Gold’s Real Edge: Memory, Not Math
Damani’s view on gold was challenged by his co-panellist, Manish Chokhani of Enam Holdings.
After all, while gold may have a very poor long-term record, it has an excellent long-term record — beating the Sensex over each of the past five, ten, and fifteen-year periods.
Chokhani also pointed out an oft-overlooked facet of investing in gold.
Most Indians wouldn’t know that between 1981 and 1999, gold gave zero returns in US dollar terms — and they didn’t need to.
Because the rupee fell against the dollar during that time, gold became more expensive in India. A play on gold was effectively a hedge against a weakening currency. Or, as Chokhani put it, “The institutional memory that our families have — being in gold and in real estate — is an inflation hedge in India.”
A New Era Of Debt, And Gold’s Quiet Rebellion
Since the global financial crisis — and especially after the Covid pandemic— western economies have been on a debt binge, with debt-to-GDP ratios crossing 100% for many countries, including the US.
That additional debt flows into the money supply, which in theory triggers inflation, effectively debasing currencies such as the dollar. It’s the market’s way of punishing those who hold the debt.
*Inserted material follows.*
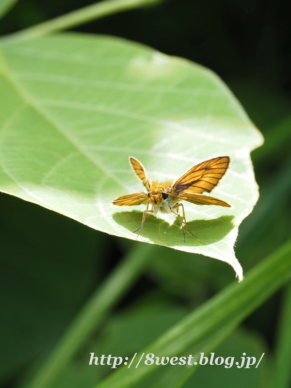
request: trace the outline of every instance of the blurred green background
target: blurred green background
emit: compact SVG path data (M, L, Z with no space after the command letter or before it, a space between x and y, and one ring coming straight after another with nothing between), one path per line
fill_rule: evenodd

Some say western economies are trying to “print their way out of the debt crisis” by intentionally devaluing their currencies.
So far, barring an odd jitter, bond and currency markets haven’t shown much panic.
But the superb run in gold is telling another story — and after a steady climb for more than a decade, the recent explosion in prices has sparked nervous chatter.
The shorthand is this: gold’s price action suggests that the US dollar could be staring at a credibility crisis — and the smart money is starting to act.
Gold has value not only because it was a store of value in the past, but because enough people believe it still is.
Even Buffett, gold-phobic as ever, recently noted that gold has become a favourite of investors “who fear almost all other assets, especially paper money — of whose value they are rightful to be fearful.”
When central banks start to diversify away from the dollar, gold becomes the logical alternative — since there isn’t another. They are set to net-purchase more than 1,000 tonnes of gold for the fourth straight year. China, Russia, India, and Turkey are among the top buyers.
This isn’t to say the US dollar will collapse next year — or even in the next five or ten years. Should the dollar lose its pre-eminent place at the high table of global finance, where 60% of global trade is denominated in it, that fall may be gradual and painful rather than sudden and spectacular.
The Bottomline
What does all this mean for investors?
There’s no telling if gold could rise further from current levels. It very well could — though markets have shown that anything that runs sharp tends to take a breather.
Buffett rightly notes that gold is a “good way of going long on fear, but you have to hope that people will become more afraid [in the future] than they are now.”
Should you then, as the headline of this column asked, be afraid?
The world of the past thirty years — characterised by rising broad-based prosperity, free trade, and open immigration — has suddenly changed character.
And fear isn’t always irrational; sometimes it’s insurance. In that sense, buying gold isn’t about believing in its shine — it’s about admitting the world can still lose its nerve.